By Mark Bell | January 23, 2013

Michal (Jakub Gierszal) and Karina’s (Magdalena Berus) passionate love affair while on break from college ends poorly when Michal makes a horrible mistake while accidentally trespassing on private property. The kind of mistake you can’t fix, things only become more complicated when Michal and Karina return to school in Poland, and Michal comes clean. Unfortunately, Karina has a secret too, and Michal’s confession has made her own more difficult to share.

Employing a somber tone amid some gorgeous scenery, especially in the film’s vacation elements, Lasting manages to tell a complex story of the end of love’s innocence. Michal and Karina are not bad people, but they are immature and unsure of how to handle their problems when they come up; both make the mistake of retreating into themselves, and the result is the alienation of the other.

Realistically, of course, relationships begin and end in passionate flame-on and flame-outs all the time. There’s an inherent tragedy of youth to make each adventure in love a big deal; in this case, reality is delivering a number of severe scenarios for the two to handle, and the tragedy is that their caring for each other could be where they can find the most strength, but they don’t know how to utilize that variation of love yet.

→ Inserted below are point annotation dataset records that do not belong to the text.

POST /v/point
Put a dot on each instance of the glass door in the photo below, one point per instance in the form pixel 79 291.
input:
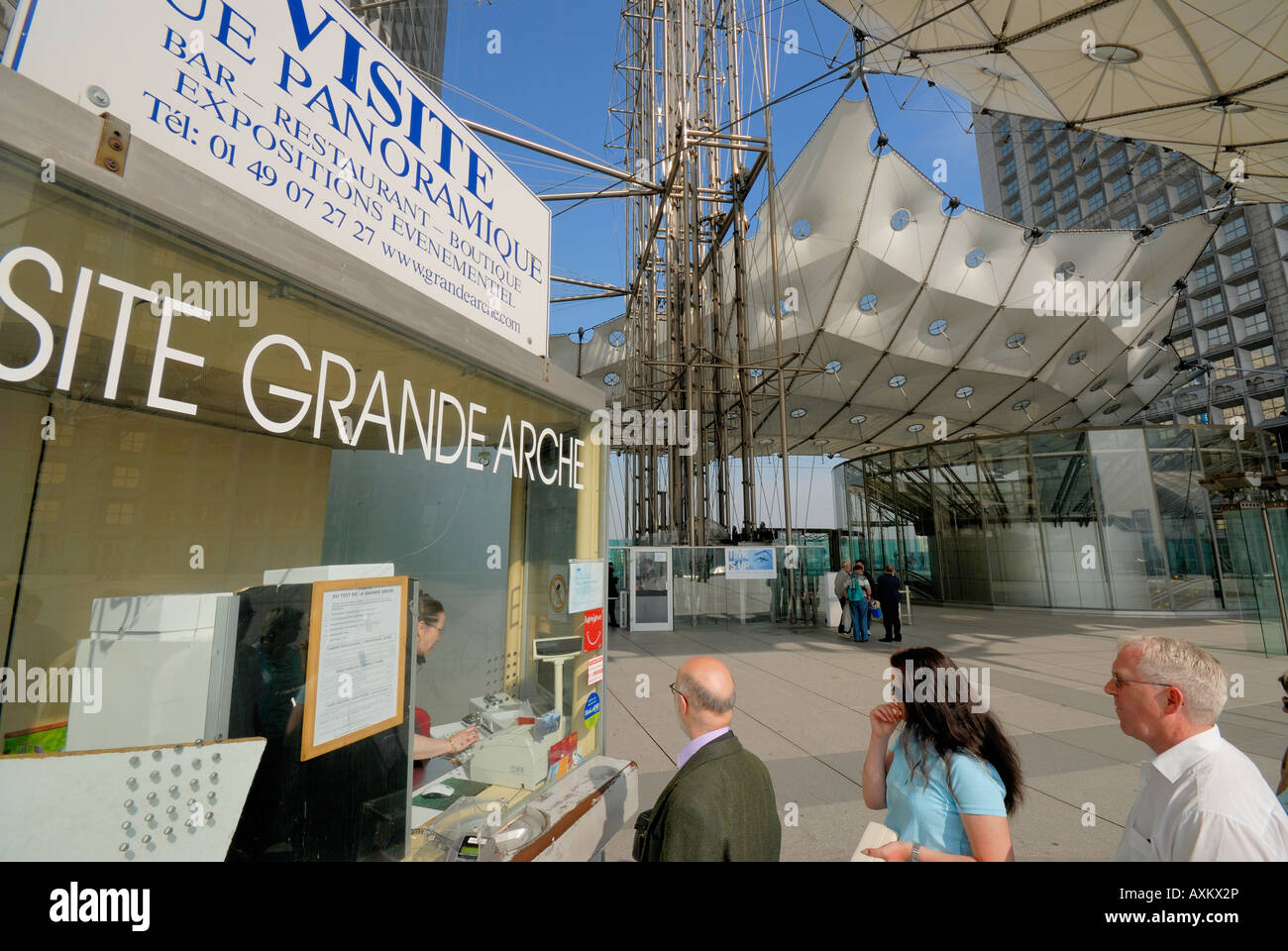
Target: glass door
pixel 651 585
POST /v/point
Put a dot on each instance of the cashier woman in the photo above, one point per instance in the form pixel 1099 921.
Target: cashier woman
pixel 429 629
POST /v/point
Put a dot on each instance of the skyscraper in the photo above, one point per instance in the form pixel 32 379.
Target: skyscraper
pixel 415 30
pixel 1234 307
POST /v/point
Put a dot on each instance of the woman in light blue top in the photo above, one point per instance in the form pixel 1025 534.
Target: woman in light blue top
pixel 952 779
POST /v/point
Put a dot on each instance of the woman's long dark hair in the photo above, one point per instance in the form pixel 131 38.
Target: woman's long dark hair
pixel 948 724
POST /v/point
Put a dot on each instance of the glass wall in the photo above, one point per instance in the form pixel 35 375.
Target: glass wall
pixel 1090 518
pixel 154 451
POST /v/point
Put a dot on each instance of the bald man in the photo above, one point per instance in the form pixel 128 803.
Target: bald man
pixel 720 805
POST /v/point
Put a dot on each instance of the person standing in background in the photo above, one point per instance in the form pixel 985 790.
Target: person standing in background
pixel 841 586
pixel 888 596
pixel 613 594
pixel 858 594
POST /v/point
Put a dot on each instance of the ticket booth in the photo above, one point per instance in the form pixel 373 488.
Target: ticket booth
pixel 278 382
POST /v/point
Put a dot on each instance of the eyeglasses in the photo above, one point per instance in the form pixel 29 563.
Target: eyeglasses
pixel 1120 682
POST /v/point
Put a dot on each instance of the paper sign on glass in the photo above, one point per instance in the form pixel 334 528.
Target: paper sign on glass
pixel 357 661
pixel 585 583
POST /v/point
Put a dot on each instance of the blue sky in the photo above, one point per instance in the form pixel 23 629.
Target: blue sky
pixel 555 72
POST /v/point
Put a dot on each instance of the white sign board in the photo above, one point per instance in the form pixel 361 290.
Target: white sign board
pixel 585 585
pixel 297 106
pixel 750 564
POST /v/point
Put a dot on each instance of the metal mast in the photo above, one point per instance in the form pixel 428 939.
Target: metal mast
pixel 682 118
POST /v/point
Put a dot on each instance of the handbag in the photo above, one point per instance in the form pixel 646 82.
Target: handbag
pixel 639 848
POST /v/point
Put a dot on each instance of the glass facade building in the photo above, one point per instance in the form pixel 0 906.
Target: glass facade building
pixel 1096 519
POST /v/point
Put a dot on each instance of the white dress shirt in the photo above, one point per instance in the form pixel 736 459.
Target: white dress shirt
pixel 1203 800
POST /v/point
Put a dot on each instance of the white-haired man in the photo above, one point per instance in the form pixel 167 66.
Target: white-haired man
pixel 1199 799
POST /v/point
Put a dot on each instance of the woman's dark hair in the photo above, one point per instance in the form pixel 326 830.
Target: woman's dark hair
pixel 948 724
pixel 428 608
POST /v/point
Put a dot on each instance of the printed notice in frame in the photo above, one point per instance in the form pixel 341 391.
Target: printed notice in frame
pixel 585 583
pixel 357 661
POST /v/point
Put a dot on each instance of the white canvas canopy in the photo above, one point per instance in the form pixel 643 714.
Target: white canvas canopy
pixel 917 312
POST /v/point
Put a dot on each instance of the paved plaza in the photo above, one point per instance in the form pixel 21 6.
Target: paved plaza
pixel 804 694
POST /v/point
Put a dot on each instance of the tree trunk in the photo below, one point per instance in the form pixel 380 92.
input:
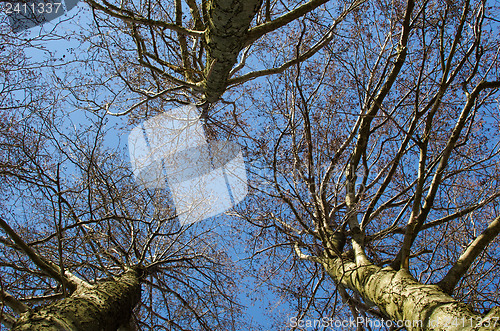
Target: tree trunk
pixel 407 302
pixel 228 22
pixel 104 306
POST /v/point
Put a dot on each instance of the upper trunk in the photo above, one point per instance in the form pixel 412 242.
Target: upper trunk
pixel 403 299
pixel 104 306
pixel 228 22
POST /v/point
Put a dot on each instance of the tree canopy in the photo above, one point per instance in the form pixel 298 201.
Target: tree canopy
pixel 370 131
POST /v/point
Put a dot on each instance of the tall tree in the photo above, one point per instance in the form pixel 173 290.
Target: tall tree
pixel 389 140
pixel 372 146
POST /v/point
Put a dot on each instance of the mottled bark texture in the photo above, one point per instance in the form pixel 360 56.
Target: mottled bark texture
pixel 227 22
pixel 104 306
pixel 402 298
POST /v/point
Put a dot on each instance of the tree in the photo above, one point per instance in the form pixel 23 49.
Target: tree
pixel 374 145
pixel 80 239
pixel 389 140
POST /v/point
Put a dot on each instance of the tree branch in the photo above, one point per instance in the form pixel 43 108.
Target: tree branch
pixel 476 247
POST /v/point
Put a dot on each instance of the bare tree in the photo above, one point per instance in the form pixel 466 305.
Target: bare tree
pixel 80 239
pixel 373 145
pixel 388 139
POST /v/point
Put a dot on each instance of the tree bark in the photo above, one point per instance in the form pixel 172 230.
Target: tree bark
pixel 228 22
pixel 104 306
pixel 404 300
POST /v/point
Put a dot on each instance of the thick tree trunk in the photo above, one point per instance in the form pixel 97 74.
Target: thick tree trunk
pixel 403 299
pixel 228 22
pixel 105 306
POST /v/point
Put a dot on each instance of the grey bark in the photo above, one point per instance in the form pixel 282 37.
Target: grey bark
pixel 104 306
pixel 227 23
pixel 403 299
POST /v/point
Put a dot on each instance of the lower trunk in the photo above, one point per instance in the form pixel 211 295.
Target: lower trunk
pixel 407 302
pixel 104 306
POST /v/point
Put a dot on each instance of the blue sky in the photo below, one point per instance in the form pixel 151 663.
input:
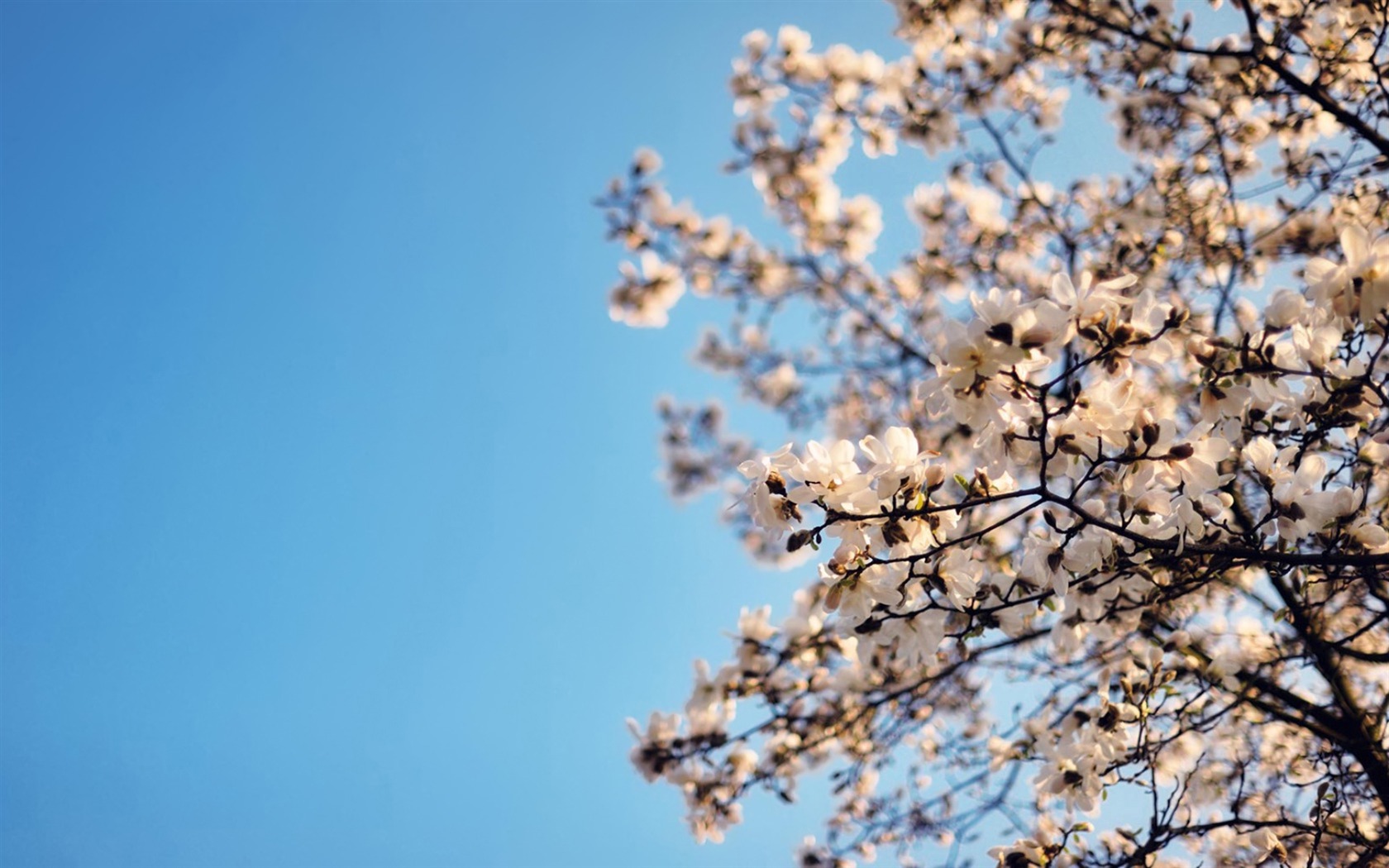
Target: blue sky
pixel 330 527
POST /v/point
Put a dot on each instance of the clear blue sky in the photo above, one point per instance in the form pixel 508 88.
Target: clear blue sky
pixel 330 532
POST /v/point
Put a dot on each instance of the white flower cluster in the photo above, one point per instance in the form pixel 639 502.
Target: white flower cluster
pixel 1123 520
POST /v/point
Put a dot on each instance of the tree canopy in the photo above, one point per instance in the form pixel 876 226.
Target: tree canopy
pixel 1098 496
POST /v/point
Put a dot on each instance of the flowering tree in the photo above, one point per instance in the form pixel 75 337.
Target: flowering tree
pixel 1100 494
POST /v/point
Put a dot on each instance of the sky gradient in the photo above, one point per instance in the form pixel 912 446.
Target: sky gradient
pixel 330 525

While I enjoy the look of the film, and the deliberate pace of the edit, I also appreciated the symmetry of Michal and Karina’s relationships to their extended family. Michal finds himself counseled most often by his mother, particularly in the opening half of the film which could be considered his tale, while the second half of the narrative predominantly belongs to Karina, and she finds solace with the counsel of her father. It makes for a narrative balance that appears separate even though the tales play out simultaneously.